Na afloop van de behandeling van de zaak ter zitting heeft de rechtbank onmiddellijk ter zitting uitspraak gedaan.

Beslissing

De rechtbank verklaart het beroep niet-ontvankelijk.

Overwegingen

1. Verweerder heeft bij brief van 2 november laten weten dat eiser op 26 oktober 2021 met onbekende bestemming is vertrokken.
2. Uit vaste rechtspraak van de Afdeling Bestuursrechtspraak van de Raad van State [1] volgt dat, indien een vreemdeling die in Nederland internationale bescherming heeft gevraagd en met onbekende bestemming vertrekt zonder aan verweerder te laten weten waar hij verblijft, er in beginsel vanuit dient te worden gegaan dat die vreemdeling geen prijs meer stelt op de door hem aanvankelijk gezochte bescherming in Nederland. Dit is slechts anders als een vreemdeling laat weten dat hij contact onderhoudt met zijn gemachtigde.
3. Niet is gebleken dat eiser nog in contact staat met zijn gemachtigde. De rechtbank neemt daarom aan dat eiser geen prijs meer stelt op internationale bescherming in Nederland, zodat hij geen belang meer heeft bij de inhoudelijke beoordeling van zijn beroep.
4. Het beroep is niet-ontvankelijk.

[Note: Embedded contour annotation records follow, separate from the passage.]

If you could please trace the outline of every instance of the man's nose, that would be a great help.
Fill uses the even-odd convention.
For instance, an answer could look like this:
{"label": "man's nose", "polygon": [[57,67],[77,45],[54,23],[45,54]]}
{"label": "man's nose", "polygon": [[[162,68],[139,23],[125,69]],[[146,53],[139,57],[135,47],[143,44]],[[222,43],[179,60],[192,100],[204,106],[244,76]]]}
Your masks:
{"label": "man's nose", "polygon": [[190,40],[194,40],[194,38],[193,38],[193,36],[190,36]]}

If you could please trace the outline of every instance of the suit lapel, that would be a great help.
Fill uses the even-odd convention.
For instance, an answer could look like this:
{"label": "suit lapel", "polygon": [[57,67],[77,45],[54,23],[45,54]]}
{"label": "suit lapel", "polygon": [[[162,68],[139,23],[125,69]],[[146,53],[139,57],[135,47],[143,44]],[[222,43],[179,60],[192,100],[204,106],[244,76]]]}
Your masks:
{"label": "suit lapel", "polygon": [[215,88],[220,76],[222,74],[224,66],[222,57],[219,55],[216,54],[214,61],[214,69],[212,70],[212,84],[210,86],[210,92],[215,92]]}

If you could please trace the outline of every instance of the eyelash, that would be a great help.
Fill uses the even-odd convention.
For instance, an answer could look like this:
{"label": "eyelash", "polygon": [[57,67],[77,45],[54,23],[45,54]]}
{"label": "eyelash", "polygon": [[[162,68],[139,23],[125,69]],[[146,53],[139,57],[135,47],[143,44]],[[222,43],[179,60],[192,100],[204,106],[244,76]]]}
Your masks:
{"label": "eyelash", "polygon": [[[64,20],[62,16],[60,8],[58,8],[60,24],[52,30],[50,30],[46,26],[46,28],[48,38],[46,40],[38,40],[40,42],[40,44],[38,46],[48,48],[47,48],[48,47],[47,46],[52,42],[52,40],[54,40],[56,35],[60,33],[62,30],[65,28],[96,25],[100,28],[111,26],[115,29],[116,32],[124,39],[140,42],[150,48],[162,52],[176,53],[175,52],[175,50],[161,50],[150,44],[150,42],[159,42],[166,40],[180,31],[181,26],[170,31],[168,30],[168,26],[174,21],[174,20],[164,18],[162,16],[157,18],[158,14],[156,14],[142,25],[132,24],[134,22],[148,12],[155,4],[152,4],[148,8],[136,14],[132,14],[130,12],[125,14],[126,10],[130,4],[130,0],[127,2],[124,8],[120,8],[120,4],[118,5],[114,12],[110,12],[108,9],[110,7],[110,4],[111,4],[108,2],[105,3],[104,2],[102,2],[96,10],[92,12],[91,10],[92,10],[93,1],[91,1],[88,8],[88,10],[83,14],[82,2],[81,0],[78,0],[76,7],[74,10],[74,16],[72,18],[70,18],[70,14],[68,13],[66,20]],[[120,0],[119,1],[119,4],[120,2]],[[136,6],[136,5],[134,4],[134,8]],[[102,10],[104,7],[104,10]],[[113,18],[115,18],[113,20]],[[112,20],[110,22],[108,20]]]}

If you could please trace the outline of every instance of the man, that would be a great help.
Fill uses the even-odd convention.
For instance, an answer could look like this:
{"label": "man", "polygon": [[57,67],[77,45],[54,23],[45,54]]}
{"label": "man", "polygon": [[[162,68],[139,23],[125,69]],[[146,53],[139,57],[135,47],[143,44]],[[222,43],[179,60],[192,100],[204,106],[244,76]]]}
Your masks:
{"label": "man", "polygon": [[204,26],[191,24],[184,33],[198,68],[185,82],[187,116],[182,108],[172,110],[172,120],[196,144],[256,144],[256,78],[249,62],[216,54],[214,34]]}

Voor een proceskostenveroordeling bestaat geen aanleiding.
Deze uitspraak is uitgesproken in het openbaar op 8 november 2021 door mr. M.D. Gunster, rechter, in aanwezigheid van mr. F.E.J. Valk, griffier.
griffier
rechter
Dit proces-verbaal is bekendgemaakt op:

Rechtsmiddel

Tegen deze uitspraak kan hoger beroep worden ingesteld bij de Afdeling bestuursrechtspraak van de Raad van State binnen één week na de dag van bekendmaking van dit proces-verbaal.

Voetnoten

1.Bijvoorbeeld de uitspraak van 22 februari 2019, ECLI:NL:RVS:2019:579.